Il est indispensable de venir observer son futur terrain plusieurs fois et à des heures différentes pour bien repérer la course du soleil et la direction des vents dominants. Si l’on n’a pas pu venir à différentes saisons et que l’on n’est pas très calé en astronomie, mieux vaut commander une étude d’ensoleillement à un architecte, par exemple. Car si le lever du soleil dans la cuisine les matins d’été procure un plaisir certain, il faut tenir compte des réalités et bien s’assurer qu’au mois de juin, il ne soit pas tellement près du nord est que ses rayons soient masqués par un obstacle qui aurait paru très lointain au mois de janvier.
L’ensoleillement du terrain peut être également perturbé par les masques créés par les bâtiments voisins et la végétation alentour qu’on ne peut couper. D’autres masques de verdure seront sans doute créés, pour se cacher des voisins, par exemple, et leur hauteur et emplacement futurs sont à intégrer dans une étude d’ensoleillement. Celle ci consiste en effet à calculer la portée de l’ombre de ces masques selon les heures de la journée et en fonction des saisons. Ces zones sont reportées sur une carte et c’est en fonction des résultats obtenus que l’on saura exactement où placer son habitation.
L’orientation du bâtiment au sud ou au sud sud ouest semble dans de nombreux cas, nous l’avons vu, la disposition idéale. Mais ce n’est qu’en tenant compte du soleil, des vents et des pentes éventuelles du terrain qu’il sera possible de concevoir efficacement une habitation, à partir de son implantation optimale et donc de son environnement immédiat.
Pour capter les énergies douces, soleil et vent sont de première importance. L’eau chaude, le chauffage solaire, l’électricité photovoltaïques ne sont possibles qu’en plein lumière et de grands arbres tout autour de l’habitation empêcheront ces systèmes de donner de bons résultats. De même, une éolienne, même dans un coin venteux, ne sera vraiment rentable que si le vent est régulier, peu turbulent, fort et fréquent, ce qui ne se trouve pas partout.
La conformation d’un terrain joue un rôle principal pour gérer l’eau de pluie et l’assainissement.
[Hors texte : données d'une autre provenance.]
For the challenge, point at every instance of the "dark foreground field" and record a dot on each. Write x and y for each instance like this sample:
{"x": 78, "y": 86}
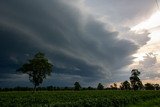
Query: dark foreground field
{"x": 80, "y": 99}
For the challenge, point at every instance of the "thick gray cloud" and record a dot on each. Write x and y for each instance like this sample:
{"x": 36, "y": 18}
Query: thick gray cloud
{"x": 122, "y": 11}
{"x": 79, "y": 46}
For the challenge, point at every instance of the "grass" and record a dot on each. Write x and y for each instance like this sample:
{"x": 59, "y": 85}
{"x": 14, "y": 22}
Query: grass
{"x": 94, "y": 98}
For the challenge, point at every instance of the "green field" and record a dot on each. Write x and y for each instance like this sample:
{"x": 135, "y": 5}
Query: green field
{"x": 93, "y": 98}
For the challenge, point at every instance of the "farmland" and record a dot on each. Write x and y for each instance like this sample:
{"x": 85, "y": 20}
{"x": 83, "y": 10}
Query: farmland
{"x": 95, "y": 98}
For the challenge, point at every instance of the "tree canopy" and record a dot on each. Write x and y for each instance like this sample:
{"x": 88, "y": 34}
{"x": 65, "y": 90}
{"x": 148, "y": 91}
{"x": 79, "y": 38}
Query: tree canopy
{"x": 135, "y": 81}
{"x": 37, "y": 69}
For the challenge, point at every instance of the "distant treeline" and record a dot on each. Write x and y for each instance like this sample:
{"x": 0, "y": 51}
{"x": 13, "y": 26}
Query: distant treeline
{"x": 147, "y": 86}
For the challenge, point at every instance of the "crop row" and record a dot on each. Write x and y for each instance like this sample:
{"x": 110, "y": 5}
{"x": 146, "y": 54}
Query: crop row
{"x": 75, "y": 98}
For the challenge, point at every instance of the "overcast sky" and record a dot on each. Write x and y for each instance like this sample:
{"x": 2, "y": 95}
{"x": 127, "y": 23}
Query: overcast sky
{"x": 89, "y": 41}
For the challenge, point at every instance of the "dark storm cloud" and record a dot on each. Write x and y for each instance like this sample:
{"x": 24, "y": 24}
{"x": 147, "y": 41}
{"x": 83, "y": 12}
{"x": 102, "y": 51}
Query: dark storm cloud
{"x": 78, "y": 45}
Les écoulements naturels ne doivent pas endommager les constructions et mieux vaut savoir ce qui se passe sous un orage. Oui, ce serait bien d’aller voir sur place pendant une grosse averse et de noter le passage des flux d’eau de pluie. Il est plus facile de les détourner que de s’y opposer. Une construction qui fait barrage aux écoulements de surface ou souterrains sera humide et s’abîmera. Elle risque même de s’enfoncer du côté humide et de basculer peu à peu à la longue.
La pente peut être mise à profit pour assurer les écoulements gravitaires. Si la maison est postée en haut, l’eau tombée sur le toit pourra facilement être stockée au pied du bâtiment pour servir, en contrebas, à l’arrosage du jardin et du potager. Logique. De même, les évacuations sanitaires seront efficaces ou difficiles selon la dénivelée entre le plancher de la maison et le réseau d’égouts. Il est recommandé une inclinaison de deux centimètres par mètre, ce qui veut dire que les évacuations sanitaires devront surplomber le point de raccordement aux égouts de deux centimètres supplémentaires à chaque mètre de distance. Si la maison est à cinquante mètres des canalisations du réseau, elle devra être au moins un mètre plus haut.